It’s as if trying to play football has become the ultimate misdeed, a task too closely affiliated with risk to even bother attempting. “Into Row Z, lad!” “Clear it!” Avert danger at all costs is the message to Premier League defenders. Get rid and you shall receive praise for playing the beautiful game in the most ugly way.
The powerfully-built, no-nonsense central defender has become synonymous with Premier League football – the pantomime villain we choose to promote our game to the world. “La Liga might be a breeze, Lionel, but come to England and see how you get on against Ashley Williams”. It’s ridiculous to think that the world’s best player would struggle against this type of defender when twiglets like David Silva and Mesut Özil have made a name for themselves embarrassing stocky Premier League centre-backs on a weekly basis.
But so long as you don’t humiliate yourself, you’re safe. The opposition scored from the throw-in you gave away, but it’s OK because you averted the danger. Playing the ball down the line into your attacker, who would have found himself one-on-one with their last man, would’ve been too risky. Can you imagine what could have happened if the pass had been intercepted? Unfortunately, that’s the way many of us view defending and the reason many have no time for John Stones.
As a defender, Stones thinks differently. Standing at 6 feet 2 inches, Stones is built like the archetypal English centre-back fully capable of muscling an attacker off the ball and lamping a hopeful ball up-field. Of course, there are times when that may be the most sensible option and a player of Stones’s intelligence will know when to adopt such tactics, but whenever possible, Stones will make every effort to play out from the back and contribute to a fluent surge into the opposition’s territory. It’s an ideal he shares with his club manager Pep Guardiola who, unlike Roberto Martínez, encourages that style of play.
Speaking before the Everton defender had completed his £50m move to the Etihad Stadium in August, Guardiola said: “He [Stones] has the quality to create good build-up play and can play a forward pass. We need to create good build-up play with easy passes in midfield.” There’s a reason Guardiola sanctioned such a huge deal for the player.
The 22-year-old has been a regular fixture in City’s side so far this season and has stepped up as a leader in Vincent Kompany’s absence. There have been mistakes – the back-pass against Southampton gave his critics a huge piece of flesh to chomp on last month – but the maturity he has shown at such a young age in a team challenging on all fronts has been extraordinary. Here is a player redefining the responsibilities of a Premier League central defender at the age of 22 and it’s a feat that should be applauded rather than scrutinised.
Sam Wallace of the Telegraph chose to zoom in on the defender following England’s 3-0 World Cup qualifying win over Scotland on Friday night, commenting that watching Stones ‘can be an unnerving experience’. But it can also be a rewarding one. And more often than not, it’s an enjoyable one. Stones is a forward thinking player trying to play in the game in the way that Andrés Iniesta plays the game and that, quite frankly, is brilliant for English football. There’s no doubt that Stones has contributed significantly to the beautiful football Guardiola’s City have played this term.
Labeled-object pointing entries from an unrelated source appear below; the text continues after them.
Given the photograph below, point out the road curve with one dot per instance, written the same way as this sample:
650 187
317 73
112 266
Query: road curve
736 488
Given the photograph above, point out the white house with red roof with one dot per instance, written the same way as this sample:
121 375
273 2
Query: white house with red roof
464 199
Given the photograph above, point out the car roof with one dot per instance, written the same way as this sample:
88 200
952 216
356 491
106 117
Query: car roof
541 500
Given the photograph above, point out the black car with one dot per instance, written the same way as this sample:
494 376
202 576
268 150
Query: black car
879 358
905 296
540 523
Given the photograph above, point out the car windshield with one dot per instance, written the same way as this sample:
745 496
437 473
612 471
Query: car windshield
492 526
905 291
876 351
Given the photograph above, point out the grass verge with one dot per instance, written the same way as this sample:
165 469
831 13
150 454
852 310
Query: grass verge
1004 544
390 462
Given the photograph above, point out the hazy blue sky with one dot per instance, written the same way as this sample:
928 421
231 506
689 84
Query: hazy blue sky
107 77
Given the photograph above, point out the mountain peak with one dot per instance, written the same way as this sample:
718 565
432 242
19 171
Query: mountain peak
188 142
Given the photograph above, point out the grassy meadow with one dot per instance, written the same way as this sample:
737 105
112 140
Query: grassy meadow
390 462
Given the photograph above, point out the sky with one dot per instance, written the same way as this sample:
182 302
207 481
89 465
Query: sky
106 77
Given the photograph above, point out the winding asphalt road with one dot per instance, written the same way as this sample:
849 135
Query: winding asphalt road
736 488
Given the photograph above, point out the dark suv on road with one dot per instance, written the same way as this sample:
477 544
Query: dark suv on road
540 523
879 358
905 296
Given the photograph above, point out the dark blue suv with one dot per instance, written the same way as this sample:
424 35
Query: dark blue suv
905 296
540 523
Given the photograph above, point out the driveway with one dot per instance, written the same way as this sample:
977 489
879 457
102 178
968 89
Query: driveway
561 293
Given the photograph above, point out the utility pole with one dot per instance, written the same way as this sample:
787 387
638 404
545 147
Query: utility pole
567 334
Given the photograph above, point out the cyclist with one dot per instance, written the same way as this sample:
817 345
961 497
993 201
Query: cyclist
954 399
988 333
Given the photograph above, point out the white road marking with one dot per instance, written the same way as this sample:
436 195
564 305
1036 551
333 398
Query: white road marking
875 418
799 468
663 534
There’s a reason the best receive the most criticism and that’s because their ideas do not conform to those of the majority whose mistakes are camouflaged by the sheep around them. After all, there are safety in numbers. Choose to stand out and you are alone, a target board for constant critique. But when tempers have calmed and the red mist has settled, very few would argue against the fact that Manchester City and the England national team are in possession of an incredible talent.